概要
血流(blood flow)は心臓のポンプ作用によって血液が血管内を循環する現象であり、全身の細胞に酸素や栄養を供給し、老廃物を回収する。血流は単なる移動ではなく、代謝・体温・免疫・内分泌など多くの生理機能に関与する重要な要素である。
主なはたらき
1.酸素・栄養の供給
血流は酸素(肺)や栄養素(消化管)を各組織へ運搬し、細胞のエネルギー産生を支える。
2.老廃物の回収
代謝によって生じた二酸化炭素や老廃物を回収し、肺・腎臓・肝臓へ運搬する。
3.体温調節
血流は体内の熱を分散・保持する役割を持つ。皮膚血流の増減により、熱放散や保温が調整される。
4.ホルモン・情報の運搬
内分泌器官から分泌されたホルモンは血流によって全身へ運ばれ、標的細胞に作用する。
5.免疫機能の補助
白血球や抗体を運搬し、感染部位へ迅速に到達させることで防御反応を支える。
6.組織修復・再生
損傷部位に必要な酸素や栄養、成長因子を供給し、修復過程を促進する。
7.血圧・循環調整
血流量は血管径や心拍出量によって調節され、全身の循環バランスを維持する。
血流を調整する要因
1.心機能
心拍出量が血流量の基本となる。
2.血管機能
血管の収縮・拡張(血管平滑筋)により血流分布が調整される。
3.自律神経
4.局所因子
酸素濃度、二酸化炭素、pH、代謝産物などが局所血流を調整する。
5.血管内皮機能
一酸化窒素(NO)などの産生により血管拡張が制御される。
血流と全身への影響
東洋医学的関連
血の巡行
血流は東洋医学の「血の巡り」そのものであり、全身の栄養と潤いを保つ。
気は血を推す
血流は気の推動作用によって維持される。
瘀血(血流停滞)
血流が滞った状態は瘀血とされ、様々な症状の原因となる。
- 固定性の痛み
- しこり
- 冷え
- 慢性炎症
肝と血流調整
肝は血を貯蔵し、血流の調整に関与する。ストレスによる肝気鬱結は血流障害を引き起こす。
心と血流
心主血脈により、血流は心の働きによって統括される。
鍼灸との関連
血流改善作用
鍼刺激は局所および全身の血流を増加させる。

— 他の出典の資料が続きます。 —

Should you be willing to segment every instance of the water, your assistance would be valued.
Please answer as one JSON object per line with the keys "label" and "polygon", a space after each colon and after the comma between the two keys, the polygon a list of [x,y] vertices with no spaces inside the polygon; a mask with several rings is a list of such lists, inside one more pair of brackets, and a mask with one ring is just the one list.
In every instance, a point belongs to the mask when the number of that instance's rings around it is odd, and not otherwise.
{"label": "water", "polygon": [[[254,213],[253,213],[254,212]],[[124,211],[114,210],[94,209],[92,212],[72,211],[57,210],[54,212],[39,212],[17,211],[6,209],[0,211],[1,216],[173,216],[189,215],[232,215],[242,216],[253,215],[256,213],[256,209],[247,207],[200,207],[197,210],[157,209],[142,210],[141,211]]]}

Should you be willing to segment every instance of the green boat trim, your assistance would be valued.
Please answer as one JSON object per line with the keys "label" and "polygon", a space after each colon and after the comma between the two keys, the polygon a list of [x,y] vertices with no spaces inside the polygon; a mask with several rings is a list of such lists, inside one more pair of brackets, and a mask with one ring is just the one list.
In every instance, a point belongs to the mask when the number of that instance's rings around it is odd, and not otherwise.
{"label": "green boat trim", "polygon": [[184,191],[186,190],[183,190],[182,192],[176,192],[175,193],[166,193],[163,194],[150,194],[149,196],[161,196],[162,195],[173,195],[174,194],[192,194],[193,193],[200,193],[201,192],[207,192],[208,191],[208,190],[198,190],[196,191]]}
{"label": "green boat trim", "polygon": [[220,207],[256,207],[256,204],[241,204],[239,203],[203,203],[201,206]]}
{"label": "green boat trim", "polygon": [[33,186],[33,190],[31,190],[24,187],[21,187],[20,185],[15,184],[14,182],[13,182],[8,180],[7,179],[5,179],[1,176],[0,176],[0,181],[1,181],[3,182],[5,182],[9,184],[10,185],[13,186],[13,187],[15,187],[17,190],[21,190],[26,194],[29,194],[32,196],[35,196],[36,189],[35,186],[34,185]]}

微小循環の改善により、酸素供給と代謝が促進される。
疼痛緩和
血流改善により発痛物質が除去され、疼痛が軽減される。
冷え・循環障害
末梢血流の改善により、冷え症やレイノー様症状の改善が期待される。
筋疲労・回復促進
血流増加により代謝産物の除去が促進され、筋疲労の回復が早まる。
自律神経調整
血流は自律神経に強く依存するため、鍼灸による自律神経調整が血流改善に寄与する。